Hoewel de kinderrechter het positief vindt dat beide ouders aangeven open te staan voor hulpverlening, heeft zij er onvoldoende vertrouwen in dat het de ouders in het vrijwillige kader zal lukken om de bedreiging in de ontwikkeling van [minderjarige (voornaam)] weg te nemen. Gelet op de slechte verstandhouding tussen de ouders verwacht de kinderrechter met de GI dat het voor de ouders in het vrijwillige kader een grote uitdaging wordt om zowel de MDFT in beide thuissituaties als het traject Parallel Ouderschap voortgang te laten hebben. Te meer nu de vader niet de indruk heeft dat de MDFT meerwaarde heeft in het tot stand brengen van contact tussen [minderjarige (voornaam)] en de moeder en hij de hoeveelheid aan hulpverlening als belastend ervaart in combinatie met zijn gezin en een eigen zaak. De kinderrechter acht de kans zeer reëel dat de ouders in het vrijwillig kader snel met elkaar in conflict raken en dat de hulpverlening vervolgens stagneert. De kinderrechter vindt daarom, anders dan de vader en de Raad, dat betrokkenheid van de GI vooralsnog noodzakelijk is om te waarborgen dat er verder wordt gewerkt aan het contactherstel tussen [minderjarige (voornaam)] en de moeder en dat de ouders het traject Parallel Ouderschap doorlopen.

De beslissing

De kinderrechter:
verlengt de ondertoezichtstelling van [minderjarige (voornaam)] tot 16 april 2022;
verklaart deze beschikking uitvoerbaar bij voorraad.
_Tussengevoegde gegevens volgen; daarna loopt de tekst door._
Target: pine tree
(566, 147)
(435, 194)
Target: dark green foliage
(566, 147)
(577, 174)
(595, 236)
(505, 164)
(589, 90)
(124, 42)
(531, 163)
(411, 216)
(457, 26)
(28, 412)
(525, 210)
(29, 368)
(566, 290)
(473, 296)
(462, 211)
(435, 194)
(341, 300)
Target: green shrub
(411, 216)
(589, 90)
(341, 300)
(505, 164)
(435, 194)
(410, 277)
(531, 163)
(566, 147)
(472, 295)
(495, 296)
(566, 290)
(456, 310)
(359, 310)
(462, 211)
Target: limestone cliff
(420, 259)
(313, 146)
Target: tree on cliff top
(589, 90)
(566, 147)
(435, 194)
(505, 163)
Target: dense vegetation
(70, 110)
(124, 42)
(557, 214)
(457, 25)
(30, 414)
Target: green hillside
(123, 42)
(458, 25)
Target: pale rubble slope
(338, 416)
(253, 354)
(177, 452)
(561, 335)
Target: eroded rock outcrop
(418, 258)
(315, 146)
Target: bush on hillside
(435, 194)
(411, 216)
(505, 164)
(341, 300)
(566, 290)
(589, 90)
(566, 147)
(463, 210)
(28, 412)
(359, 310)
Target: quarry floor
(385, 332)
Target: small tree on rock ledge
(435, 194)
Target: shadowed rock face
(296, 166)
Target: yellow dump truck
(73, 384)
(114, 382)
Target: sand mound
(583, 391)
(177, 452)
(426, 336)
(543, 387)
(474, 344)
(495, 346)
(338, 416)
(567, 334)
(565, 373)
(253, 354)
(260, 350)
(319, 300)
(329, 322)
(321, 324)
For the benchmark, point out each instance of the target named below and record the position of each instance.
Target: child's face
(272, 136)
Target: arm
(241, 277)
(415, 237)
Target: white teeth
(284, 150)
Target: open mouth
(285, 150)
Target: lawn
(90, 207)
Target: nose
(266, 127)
Deze beschikking is gegeven door mr. E.A.A. van Kalveen, kinderrechter, in tegenwoordigheid van H. Meerveld als griffier en in het openbaar uitgesproken op 17 november 2021.
Hoger beroep tegen deze beschikking kan worden ingesteld:
- door de verzoekers en degenen aan wie een afschrift van de beschikking is verstrekt of verzonden, binnen drie maanden na de dag van de uitspraak,
- door andere belanghebbenden binnen drie maanden na de betekening daarvan of nadat de beschikking aan hen op een andere wijze bekend is geworden.
Het hoger beroep moet, door tussenkomst van een advocaat, worden ingediend ter griffie van het gerechtshof
Arnhem-Leeuwarden
De schriftelijke uitwerking van deze beschikking is vastgesteld op 18 november 2021.